We left Oberg with about 10 minutes to spare with the desire to be done running. I was desperately trying not to think about the course that stood between me and the finish line. One step at a time and I would deal with it as it came. We moved slowly and while I watched the mileage slowly tick by on my garmin I refused to pay attention to what our finishing time would be. Those roots that I so admired on the first half of the race were no longer admired but dreaded. My feet hurt, my quads hurt and oh did I mention it was hot? We learned to appreciate when the sun was hidden by clouds and we could feel a small breeze in the air. The breeze helped to keep the bugs out of our faces. I don't think I mentioned the bugs. The gnats and flies were out in abundance. They were loving the perfect weather conditions.

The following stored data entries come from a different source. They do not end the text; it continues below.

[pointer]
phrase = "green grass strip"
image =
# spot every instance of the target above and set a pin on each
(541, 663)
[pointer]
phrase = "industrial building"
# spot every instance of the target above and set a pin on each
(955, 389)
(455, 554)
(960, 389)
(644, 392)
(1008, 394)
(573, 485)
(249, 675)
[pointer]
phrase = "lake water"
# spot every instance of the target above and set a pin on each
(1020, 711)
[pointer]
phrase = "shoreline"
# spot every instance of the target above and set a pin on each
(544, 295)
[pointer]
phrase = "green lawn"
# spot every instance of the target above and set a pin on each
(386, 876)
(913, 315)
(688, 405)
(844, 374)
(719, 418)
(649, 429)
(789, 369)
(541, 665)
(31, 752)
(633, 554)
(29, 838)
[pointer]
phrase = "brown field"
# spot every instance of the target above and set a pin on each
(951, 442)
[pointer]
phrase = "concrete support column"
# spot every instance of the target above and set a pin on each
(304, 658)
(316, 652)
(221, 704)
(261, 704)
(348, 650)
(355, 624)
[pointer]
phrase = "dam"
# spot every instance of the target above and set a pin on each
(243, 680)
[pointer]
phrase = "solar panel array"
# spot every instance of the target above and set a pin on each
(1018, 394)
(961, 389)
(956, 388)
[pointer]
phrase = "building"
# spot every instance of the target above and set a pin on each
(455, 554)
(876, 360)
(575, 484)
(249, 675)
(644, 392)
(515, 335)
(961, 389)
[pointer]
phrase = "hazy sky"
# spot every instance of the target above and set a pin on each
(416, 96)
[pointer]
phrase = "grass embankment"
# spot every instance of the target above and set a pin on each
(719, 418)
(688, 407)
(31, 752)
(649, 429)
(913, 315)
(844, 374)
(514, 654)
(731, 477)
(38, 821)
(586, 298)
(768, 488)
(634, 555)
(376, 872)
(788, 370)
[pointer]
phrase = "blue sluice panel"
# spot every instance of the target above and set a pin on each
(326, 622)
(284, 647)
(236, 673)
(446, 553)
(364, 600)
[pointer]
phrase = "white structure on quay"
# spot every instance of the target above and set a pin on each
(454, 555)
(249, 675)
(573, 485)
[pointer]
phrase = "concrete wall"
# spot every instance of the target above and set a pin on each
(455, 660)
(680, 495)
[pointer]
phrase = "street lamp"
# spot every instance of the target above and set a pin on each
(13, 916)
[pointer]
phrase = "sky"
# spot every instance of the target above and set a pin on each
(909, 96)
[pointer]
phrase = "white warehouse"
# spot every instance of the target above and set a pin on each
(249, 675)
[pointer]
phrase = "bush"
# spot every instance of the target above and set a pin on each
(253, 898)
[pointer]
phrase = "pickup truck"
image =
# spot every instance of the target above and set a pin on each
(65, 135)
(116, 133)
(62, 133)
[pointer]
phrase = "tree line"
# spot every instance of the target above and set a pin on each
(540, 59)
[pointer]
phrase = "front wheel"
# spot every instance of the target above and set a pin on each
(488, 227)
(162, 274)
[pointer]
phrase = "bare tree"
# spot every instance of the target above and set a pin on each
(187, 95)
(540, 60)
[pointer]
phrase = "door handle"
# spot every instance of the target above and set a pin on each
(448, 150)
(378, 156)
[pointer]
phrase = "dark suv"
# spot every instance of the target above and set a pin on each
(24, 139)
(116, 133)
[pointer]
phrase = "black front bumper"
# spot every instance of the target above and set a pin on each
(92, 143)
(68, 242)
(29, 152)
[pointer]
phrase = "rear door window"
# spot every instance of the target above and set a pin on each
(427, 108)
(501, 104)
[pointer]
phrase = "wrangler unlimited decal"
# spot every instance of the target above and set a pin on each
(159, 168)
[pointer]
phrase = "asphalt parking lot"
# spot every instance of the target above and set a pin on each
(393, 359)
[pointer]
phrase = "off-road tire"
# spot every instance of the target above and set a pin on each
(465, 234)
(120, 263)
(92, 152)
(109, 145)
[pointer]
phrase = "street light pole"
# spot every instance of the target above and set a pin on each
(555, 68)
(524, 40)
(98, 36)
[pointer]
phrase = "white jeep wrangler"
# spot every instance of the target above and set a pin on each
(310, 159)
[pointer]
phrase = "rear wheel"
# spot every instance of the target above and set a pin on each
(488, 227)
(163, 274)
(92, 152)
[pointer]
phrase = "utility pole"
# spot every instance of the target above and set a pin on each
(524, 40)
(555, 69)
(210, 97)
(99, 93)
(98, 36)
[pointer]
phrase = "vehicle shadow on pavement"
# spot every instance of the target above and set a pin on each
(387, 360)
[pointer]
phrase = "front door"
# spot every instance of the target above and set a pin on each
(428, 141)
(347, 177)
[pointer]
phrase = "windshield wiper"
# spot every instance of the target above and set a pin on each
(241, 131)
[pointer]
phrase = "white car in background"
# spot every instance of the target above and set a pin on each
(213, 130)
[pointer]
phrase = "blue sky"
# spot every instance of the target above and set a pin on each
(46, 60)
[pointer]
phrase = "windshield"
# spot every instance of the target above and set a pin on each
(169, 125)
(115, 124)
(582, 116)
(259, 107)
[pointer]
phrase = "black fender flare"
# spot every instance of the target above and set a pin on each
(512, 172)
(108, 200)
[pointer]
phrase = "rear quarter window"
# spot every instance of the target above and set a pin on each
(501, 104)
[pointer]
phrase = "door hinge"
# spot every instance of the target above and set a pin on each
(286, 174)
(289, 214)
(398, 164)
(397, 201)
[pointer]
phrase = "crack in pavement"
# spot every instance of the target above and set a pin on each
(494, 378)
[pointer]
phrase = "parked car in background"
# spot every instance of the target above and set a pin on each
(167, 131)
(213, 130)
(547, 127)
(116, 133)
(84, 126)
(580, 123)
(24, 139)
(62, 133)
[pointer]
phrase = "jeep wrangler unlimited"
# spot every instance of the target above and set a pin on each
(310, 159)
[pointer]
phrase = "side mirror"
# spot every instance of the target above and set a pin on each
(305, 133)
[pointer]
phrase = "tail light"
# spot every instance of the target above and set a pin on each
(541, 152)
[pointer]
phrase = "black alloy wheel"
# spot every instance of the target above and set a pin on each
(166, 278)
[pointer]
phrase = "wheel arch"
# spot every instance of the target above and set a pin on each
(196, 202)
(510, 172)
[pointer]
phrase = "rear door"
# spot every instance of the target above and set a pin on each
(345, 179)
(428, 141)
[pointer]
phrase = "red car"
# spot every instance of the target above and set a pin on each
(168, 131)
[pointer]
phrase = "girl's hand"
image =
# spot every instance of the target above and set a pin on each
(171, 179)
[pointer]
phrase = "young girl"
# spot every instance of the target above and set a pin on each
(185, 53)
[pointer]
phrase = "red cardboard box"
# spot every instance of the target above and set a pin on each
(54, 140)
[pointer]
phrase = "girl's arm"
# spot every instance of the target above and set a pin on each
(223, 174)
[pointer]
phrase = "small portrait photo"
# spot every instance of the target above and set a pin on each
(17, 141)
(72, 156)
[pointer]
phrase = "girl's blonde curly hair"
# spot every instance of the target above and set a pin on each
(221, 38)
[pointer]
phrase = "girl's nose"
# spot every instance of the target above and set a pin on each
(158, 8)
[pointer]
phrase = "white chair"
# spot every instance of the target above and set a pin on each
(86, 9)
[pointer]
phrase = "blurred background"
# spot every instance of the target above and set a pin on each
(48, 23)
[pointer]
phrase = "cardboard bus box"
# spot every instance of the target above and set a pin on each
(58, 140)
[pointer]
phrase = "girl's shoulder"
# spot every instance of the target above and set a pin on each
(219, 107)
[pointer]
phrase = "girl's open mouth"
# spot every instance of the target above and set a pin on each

|This was the view I saw all day as I chased the elusive runner through the woods.|
|These flowers loved the wet muddy spaces on the trail.|
|The Campground signaling it is all downhill to the finish. (well almost)|
Finished in 8:37:15. Overall 167/177, 41/45 females and 3/3 Grand Masters. Not the fastest of races but on a difficult course with the heat anything less than 9 hours was a roaring success!